Quote from: Fishhead89 on February 03, 2010, 03:38:48 PM
I've been told to NEVER add anyone else's water to your tank, especially fish store water.

Yeh, I would never ever ever add anyone else's water to my tank. 
Other methods may require "zero effort" but comes at "higher risk".  Many ways to do it but the wrong way would be to open bag and dump fish AND water in......
Drip method is good and letting bag float and replace its water with your water a cup at a time over a period of time and then scoop the fish out should be the bare minimal - as long as the water in the bag is kept separated from your aquarium's water.

Quote from: Hookup on February 03, 2010, 10:21:24 AM
I also resolve my self that my tank is for smart-strong fish...

Where does one buy smart fish - do you get them from a school? (sorry, couldn't resist).

Hookup

Quote from: HOB on February 03, 2010, 04:14:09 PM

Where does one buy smart fish - do you get them from a school? (sorry, couldn't resist).

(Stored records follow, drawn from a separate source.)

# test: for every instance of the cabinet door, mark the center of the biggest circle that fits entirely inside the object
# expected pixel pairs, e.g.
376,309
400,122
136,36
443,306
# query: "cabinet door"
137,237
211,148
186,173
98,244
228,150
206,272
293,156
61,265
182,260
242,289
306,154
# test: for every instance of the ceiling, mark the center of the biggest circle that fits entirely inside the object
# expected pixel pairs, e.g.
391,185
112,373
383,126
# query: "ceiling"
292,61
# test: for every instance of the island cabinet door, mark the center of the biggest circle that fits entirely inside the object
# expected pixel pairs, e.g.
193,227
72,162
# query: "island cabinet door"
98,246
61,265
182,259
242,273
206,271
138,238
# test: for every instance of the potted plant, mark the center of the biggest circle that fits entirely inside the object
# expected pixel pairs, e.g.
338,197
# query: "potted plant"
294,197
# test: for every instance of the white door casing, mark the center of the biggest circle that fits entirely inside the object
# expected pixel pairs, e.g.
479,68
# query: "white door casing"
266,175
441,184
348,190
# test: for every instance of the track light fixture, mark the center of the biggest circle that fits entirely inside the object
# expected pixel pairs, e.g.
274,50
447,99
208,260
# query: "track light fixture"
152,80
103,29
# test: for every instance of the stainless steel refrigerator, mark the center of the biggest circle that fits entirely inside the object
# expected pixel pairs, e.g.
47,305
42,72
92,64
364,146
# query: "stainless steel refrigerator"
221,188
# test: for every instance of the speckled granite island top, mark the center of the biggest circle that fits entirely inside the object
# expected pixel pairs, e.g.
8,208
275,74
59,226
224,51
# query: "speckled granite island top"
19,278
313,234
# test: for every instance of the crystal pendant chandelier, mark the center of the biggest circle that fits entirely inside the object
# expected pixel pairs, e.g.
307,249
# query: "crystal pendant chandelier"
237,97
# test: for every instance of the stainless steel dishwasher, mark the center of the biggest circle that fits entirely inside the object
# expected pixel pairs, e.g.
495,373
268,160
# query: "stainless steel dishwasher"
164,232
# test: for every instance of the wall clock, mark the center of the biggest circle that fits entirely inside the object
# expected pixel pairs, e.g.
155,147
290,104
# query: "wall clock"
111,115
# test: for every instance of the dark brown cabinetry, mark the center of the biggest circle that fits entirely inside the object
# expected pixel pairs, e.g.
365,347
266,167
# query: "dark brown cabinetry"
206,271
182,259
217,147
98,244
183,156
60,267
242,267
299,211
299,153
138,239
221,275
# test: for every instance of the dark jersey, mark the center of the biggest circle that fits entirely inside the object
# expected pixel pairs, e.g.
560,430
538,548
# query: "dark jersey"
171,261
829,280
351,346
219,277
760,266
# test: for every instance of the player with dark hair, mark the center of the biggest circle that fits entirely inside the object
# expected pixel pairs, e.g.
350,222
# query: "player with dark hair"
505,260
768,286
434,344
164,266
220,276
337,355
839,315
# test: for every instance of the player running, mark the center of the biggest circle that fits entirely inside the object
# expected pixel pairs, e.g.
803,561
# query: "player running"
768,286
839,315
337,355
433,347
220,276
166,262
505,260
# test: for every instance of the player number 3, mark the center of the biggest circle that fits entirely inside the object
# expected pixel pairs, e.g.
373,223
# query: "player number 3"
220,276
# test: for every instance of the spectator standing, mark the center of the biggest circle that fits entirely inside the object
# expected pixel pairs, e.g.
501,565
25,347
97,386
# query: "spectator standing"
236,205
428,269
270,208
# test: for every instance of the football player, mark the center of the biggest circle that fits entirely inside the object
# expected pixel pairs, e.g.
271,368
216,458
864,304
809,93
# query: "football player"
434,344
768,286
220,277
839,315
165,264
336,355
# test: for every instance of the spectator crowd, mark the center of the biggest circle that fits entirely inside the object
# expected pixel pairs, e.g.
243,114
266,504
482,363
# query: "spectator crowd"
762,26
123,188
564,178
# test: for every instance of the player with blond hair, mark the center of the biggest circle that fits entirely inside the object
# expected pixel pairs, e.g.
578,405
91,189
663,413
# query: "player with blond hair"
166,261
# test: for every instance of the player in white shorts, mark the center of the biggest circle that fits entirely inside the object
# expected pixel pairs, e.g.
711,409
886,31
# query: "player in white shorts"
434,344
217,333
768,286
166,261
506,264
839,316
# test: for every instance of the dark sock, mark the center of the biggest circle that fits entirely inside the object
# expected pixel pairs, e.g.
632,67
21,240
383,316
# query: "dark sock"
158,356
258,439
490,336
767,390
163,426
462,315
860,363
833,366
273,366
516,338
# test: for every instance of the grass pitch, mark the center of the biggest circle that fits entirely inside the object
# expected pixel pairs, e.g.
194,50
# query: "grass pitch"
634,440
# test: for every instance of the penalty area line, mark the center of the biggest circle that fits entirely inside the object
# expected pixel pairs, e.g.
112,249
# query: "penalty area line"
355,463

I pee'd a little when I read that... good one! 

cn

Quote from: HOB on February 03, 2010, 04:14:09 PM
Yeh, I would never ever ever add anyone else's water to my tank. 

I strongly agree with the statement above, never add fish store water to your tank as it probably has copper and it will cause issue with inverts and corals. Drip method and floating bag to match up temperature is the best way to acclimate new fish. I recommend quaranteen all new fish in a separate tank. It will save lot of grieve later on.